サンドラとモニカを救出するにしても、まずはこの隙間を広げるとか、やることがあるだろ……っ。
「クリスティアさん、ありがとう……」
「いえ。私こそ叩いてしまい、申し訳ありませんでした……」
「そんなことない。君のおかげで、僕は冷静になれたよ」
うつむく彼女の手を取り、僕はニコリ、と微笑んだ。
本当に、クリスティアには感謝しかない。
「もう! 早く離れなさい!」
「今はそのようなことをしている場合ではないのでは?」
口を尖らせて僕とクリスティアの間に割り込むリゼと、いつになく厳しい視線を向けるカルラ。た、確かにこんなことをしている場合じゃなかったね。

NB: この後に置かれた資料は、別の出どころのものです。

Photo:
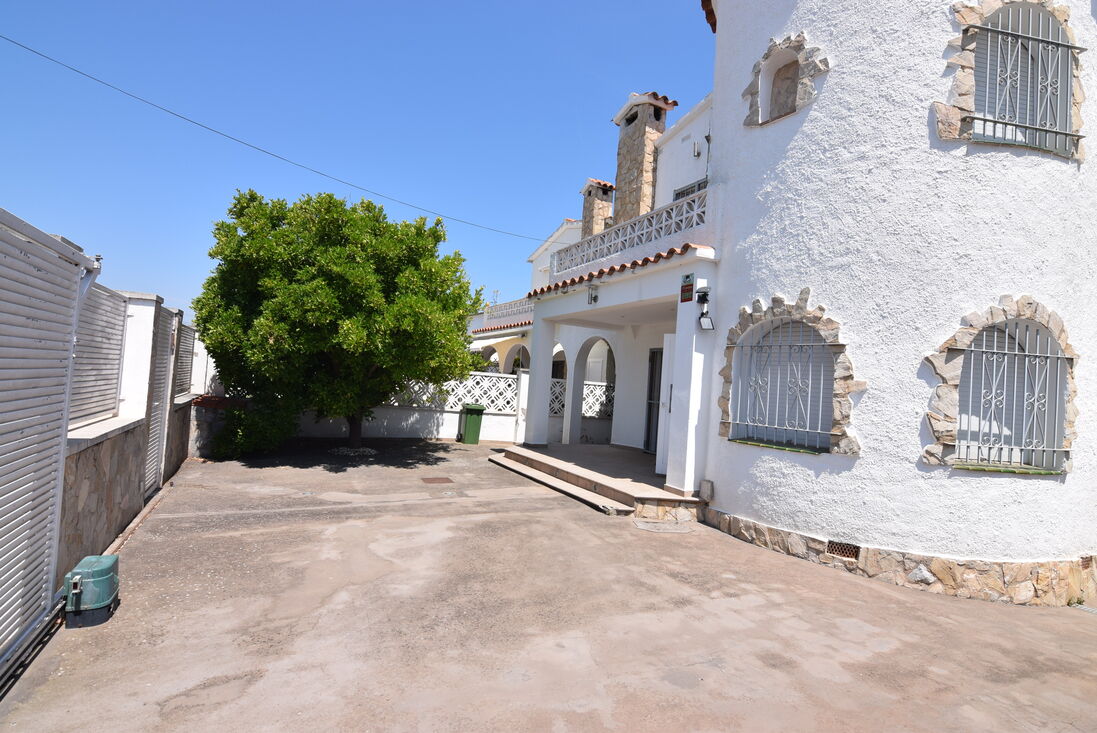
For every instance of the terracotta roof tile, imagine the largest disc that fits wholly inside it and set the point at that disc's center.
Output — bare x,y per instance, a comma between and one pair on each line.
660,99
710,13
604,272
499,328
599,182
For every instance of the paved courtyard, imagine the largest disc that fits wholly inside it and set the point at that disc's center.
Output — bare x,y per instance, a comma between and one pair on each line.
331,594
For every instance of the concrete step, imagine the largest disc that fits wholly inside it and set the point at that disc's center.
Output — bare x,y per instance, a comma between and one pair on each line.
645,500
597,500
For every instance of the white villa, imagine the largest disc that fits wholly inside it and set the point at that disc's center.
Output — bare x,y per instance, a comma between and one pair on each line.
846,302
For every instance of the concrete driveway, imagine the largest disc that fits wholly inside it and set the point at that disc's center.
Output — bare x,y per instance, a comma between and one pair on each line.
329,594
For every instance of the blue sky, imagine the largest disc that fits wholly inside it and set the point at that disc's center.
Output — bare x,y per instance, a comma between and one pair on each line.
493,111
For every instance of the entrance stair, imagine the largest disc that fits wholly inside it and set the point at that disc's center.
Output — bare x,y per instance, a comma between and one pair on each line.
613,495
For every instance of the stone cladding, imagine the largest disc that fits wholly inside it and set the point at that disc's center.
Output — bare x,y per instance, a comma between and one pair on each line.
841,438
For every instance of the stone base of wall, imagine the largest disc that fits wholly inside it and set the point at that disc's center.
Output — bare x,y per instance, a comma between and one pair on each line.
103,492
666,510
1054,583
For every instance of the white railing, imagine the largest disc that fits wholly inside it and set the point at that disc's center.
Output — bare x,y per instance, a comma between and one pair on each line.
511,312
498,393
673,218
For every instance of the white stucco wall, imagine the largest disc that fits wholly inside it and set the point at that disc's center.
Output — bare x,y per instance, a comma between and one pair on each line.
678,165
565,235
898,235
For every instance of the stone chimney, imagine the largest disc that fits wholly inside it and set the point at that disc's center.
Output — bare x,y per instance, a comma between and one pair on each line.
642,120
597,206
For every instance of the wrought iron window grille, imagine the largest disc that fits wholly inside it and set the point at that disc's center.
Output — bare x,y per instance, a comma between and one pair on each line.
782,387
1024,80
1013,398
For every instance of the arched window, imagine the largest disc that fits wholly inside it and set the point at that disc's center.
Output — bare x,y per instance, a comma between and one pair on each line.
1013,398
782,386
783,80
1024,80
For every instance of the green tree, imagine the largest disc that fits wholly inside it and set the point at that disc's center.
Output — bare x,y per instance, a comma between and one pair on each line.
324,305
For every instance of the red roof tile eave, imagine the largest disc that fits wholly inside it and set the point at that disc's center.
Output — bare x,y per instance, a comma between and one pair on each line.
499,328
604,272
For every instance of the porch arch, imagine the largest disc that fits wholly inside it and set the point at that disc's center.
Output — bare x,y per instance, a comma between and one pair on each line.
577,388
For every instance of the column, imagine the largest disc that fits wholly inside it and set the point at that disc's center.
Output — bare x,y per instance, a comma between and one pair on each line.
542,339
686,440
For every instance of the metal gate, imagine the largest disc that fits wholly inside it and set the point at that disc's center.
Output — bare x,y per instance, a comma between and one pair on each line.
159,398
41,283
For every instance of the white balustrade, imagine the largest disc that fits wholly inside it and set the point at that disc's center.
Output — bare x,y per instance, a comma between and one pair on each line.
632,235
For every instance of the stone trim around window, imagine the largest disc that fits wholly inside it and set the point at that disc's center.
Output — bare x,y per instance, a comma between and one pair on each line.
843,441
950,117
813,63
947,362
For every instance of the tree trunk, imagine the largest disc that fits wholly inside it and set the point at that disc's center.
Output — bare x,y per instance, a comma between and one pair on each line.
354,425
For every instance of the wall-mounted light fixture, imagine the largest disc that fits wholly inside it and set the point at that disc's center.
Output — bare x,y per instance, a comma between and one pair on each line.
705,319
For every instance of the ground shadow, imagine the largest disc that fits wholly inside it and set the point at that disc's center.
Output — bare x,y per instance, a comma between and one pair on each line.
317,453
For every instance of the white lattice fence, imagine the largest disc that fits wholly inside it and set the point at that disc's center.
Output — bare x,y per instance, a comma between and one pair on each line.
498,393
557,391
597,399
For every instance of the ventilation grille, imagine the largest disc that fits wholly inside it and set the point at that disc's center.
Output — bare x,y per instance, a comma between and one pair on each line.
843,550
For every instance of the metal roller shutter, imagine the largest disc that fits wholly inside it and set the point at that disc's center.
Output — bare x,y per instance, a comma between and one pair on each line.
184,361
40,293
97,369
159,398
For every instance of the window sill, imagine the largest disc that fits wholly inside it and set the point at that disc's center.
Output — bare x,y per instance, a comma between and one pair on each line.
780,447
1007,469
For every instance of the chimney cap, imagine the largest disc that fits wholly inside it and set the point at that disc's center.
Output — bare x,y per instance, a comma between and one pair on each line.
604,185
649,98
710,13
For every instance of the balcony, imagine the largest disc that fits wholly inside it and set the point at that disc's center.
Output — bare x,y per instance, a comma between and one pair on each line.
639,237
511,312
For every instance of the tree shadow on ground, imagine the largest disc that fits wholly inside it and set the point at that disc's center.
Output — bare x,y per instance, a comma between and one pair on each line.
317,453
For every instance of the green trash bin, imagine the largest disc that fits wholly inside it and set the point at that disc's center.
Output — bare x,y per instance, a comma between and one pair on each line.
472,416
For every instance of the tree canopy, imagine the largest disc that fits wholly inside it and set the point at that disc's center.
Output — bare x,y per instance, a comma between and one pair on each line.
324,305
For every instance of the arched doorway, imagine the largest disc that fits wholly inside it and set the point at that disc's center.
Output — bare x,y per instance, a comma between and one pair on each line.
490,360
590,391
517,357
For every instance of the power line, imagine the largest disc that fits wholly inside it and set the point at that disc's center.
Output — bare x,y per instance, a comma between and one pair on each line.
261,149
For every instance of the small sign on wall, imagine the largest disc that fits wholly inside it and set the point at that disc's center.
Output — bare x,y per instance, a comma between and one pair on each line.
687,289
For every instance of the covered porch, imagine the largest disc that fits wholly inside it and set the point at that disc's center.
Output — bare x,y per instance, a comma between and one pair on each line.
660,356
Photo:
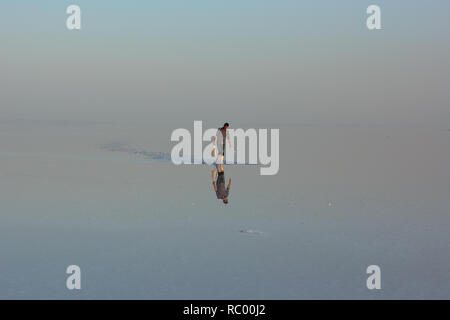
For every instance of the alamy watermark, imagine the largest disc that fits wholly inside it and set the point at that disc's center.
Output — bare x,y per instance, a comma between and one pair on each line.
257,147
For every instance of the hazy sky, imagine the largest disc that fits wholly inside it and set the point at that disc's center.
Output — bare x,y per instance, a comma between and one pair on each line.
263,61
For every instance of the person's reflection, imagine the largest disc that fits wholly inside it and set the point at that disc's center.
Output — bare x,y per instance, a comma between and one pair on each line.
219,184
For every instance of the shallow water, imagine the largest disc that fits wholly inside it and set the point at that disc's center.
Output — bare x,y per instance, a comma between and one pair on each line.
344,198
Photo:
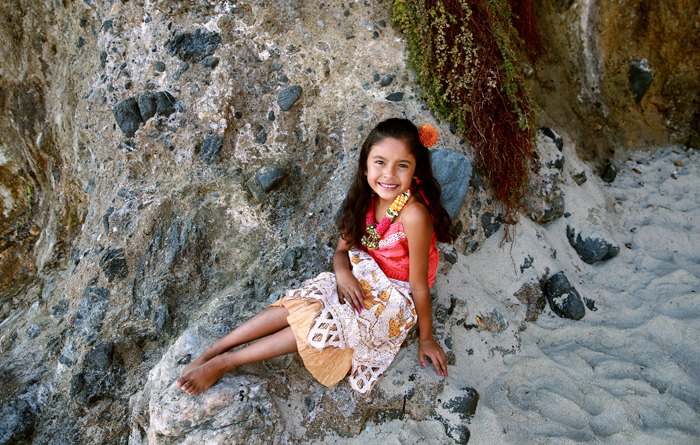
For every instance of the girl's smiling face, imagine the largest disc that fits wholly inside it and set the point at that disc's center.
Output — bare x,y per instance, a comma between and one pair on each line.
390,168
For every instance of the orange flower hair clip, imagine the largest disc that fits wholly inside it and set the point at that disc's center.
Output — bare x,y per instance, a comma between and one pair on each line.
428,135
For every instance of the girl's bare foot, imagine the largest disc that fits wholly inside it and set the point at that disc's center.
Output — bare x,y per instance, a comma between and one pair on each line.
199,379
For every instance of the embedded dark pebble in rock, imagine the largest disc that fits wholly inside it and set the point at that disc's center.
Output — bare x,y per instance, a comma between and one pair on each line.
386,80
640,78
452,170
128,116
91,311
17,421
210,62
194,47
113,264
165,103
288,97
184,67
59,309
609,173
99,378
591,250
395,97
147,105
580,178
558,141
269,177
211,148
261,136
563,298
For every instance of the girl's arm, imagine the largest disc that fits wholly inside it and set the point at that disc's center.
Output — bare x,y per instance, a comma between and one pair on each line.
419,230
349,288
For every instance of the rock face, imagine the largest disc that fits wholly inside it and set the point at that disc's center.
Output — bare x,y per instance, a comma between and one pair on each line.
612,97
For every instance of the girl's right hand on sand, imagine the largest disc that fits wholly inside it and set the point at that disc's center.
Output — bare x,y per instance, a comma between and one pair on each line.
349,290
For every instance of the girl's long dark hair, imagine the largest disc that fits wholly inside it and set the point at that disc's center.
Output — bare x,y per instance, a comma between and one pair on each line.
351,220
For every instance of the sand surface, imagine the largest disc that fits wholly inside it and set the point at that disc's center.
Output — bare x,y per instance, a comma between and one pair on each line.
628,372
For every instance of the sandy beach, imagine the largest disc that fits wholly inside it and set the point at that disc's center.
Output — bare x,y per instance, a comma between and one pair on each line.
629,371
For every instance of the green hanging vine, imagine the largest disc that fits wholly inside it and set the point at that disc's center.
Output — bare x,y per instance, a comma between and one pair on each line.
463,53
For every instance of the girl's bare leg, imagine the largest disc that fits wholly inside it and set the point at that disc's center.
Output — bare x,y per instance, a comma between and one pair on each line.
267,322
197,380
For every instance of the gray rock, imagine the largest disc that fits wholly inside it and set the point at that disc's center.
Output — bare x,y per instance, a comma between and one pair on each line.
166,104
211,148
640,78
490,223
91,311
593,248
113,264
580,178
288,97
563,298
103,59
386,80
558,141
17,422
269,177
147,105
210,62
184,67
128,116
194,47
261,136
452,170
99,378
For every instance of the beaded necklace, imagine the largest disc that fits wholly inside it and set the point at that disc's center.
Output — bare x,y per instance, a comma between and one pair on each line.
374,231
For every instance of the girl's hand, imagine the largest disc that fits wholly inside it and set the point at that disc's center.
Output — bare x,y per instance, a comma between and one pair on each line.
430,348
349,290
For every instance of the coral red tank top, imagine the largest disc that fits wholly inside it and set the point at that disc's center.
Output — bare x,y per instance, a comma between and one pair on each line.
392,255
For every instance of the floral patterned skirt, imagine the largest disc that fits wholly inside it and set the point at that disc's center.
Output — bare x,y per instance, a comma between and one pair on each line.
334,340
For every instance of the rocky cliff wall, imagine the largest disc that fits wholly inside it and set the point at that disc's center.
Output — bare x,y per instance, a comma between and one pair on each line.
173,167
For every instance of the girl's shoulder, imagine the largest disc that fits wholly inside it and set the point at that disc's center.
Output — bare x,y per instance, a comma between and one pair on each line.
416,214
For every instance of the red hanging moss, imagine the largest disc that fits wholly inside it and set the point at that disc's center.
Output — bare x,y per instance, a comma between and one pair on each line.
463,54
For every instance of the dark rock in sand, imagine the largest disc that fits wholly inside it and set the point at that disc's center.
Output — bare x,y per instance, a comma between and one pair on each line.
211,148
591,249
395,97
640,78
386,80
452,170
194,47
563,298
288,97
17,421
609,173
128,116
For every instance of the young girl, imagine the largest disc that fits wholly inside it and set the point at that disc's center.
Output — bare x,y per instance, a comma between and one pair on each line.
353,323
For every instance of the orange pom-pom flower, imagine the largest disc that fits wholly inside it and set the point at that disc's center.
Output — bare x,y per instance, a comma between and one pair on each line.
428,135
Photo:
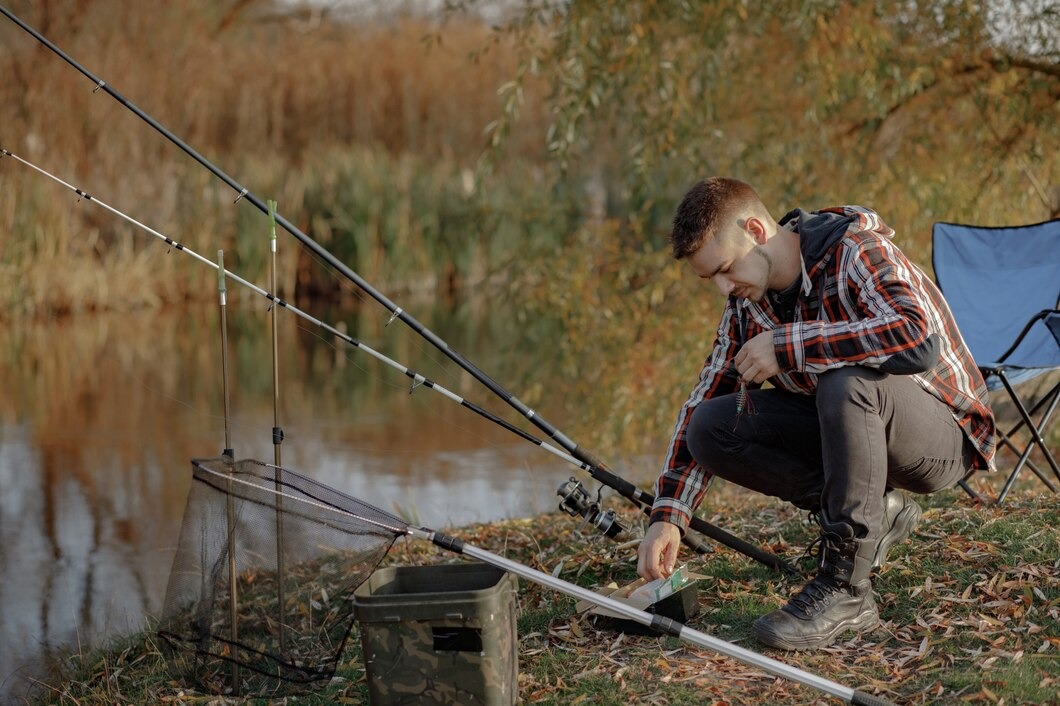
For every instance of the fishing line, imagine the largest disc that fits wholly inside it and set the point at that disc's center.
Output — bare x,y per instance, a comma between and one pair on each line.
587,461
419,380
597,471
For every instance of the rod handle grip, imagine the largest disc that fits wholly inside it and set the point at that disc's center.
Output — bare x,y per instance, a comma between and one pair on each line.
695,543
221,271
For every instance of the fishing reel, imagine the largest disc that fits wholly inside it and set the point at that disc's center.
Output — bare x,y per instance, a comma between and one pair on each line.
575,500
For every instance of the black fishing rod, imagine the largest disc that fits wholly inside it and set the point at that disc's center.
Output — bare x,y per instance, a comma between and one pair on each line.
597,469
575,497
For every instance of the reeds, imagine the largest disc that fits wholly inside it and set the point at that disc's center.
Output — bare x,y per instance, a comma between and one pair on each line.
322,116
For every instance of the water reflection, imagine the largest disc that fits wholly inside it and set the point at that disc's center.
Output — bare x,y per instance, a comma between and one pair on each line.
101,415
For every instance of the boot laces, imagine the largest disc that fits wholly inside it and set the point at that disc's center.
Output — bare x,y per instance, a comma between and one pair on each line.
814,596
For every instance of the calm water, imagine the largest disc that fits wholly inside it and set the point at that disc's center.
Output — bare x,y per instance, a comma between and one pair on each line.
100,416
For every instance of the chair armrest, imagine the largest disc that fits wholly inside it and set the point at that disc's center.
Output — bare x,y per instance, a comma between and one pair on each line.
1050,314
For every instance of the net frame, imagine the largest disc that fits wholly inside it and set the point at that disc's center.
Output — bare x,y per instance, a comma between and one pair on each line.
223,628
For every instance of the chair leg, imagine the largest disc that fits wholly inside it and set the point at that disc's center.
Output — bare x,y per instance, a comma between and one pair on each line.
1004,439
1037,440
971,492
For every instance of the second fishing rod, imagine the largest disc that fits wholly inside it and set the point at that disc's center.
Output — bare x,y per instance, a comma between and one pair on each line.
576,499
597,468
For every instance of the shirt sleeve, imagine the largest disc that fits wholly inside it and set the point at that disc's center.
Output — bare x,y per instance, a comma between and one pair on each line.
683,482
881,315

「えへへ、任せてくださいよ。【ブレイブハート】! 【ブレイブハート】! 【ブレイブハート】!」
リリアナが全能力バフ効果のある【ブレイブハート】の重ねがけを行う。何度も、何度も。
そして、隙間の前に立ったかと思うと。
「おりゃあああああああああああああッッッ!」
腕をグルグルと回し、隙間に向かって強烈なリバーブローをお見舞いした。
すると。
「おおー……」
隙間は、見事に人間が一人通れるだけの大きさになった。
これなら、先に進むことができる……けど、やっぱりリリアナとは絶対に喧嘩しない。その時は僕が死ぬ時だ。
ということで、僕達は隙間をくぐり抜ける……っ!?
「サンドラ!? モニカ!?」
「うう……っ」
両手足を拘束され、巨大な歯車に吊るされる二人の姿がそこにあった。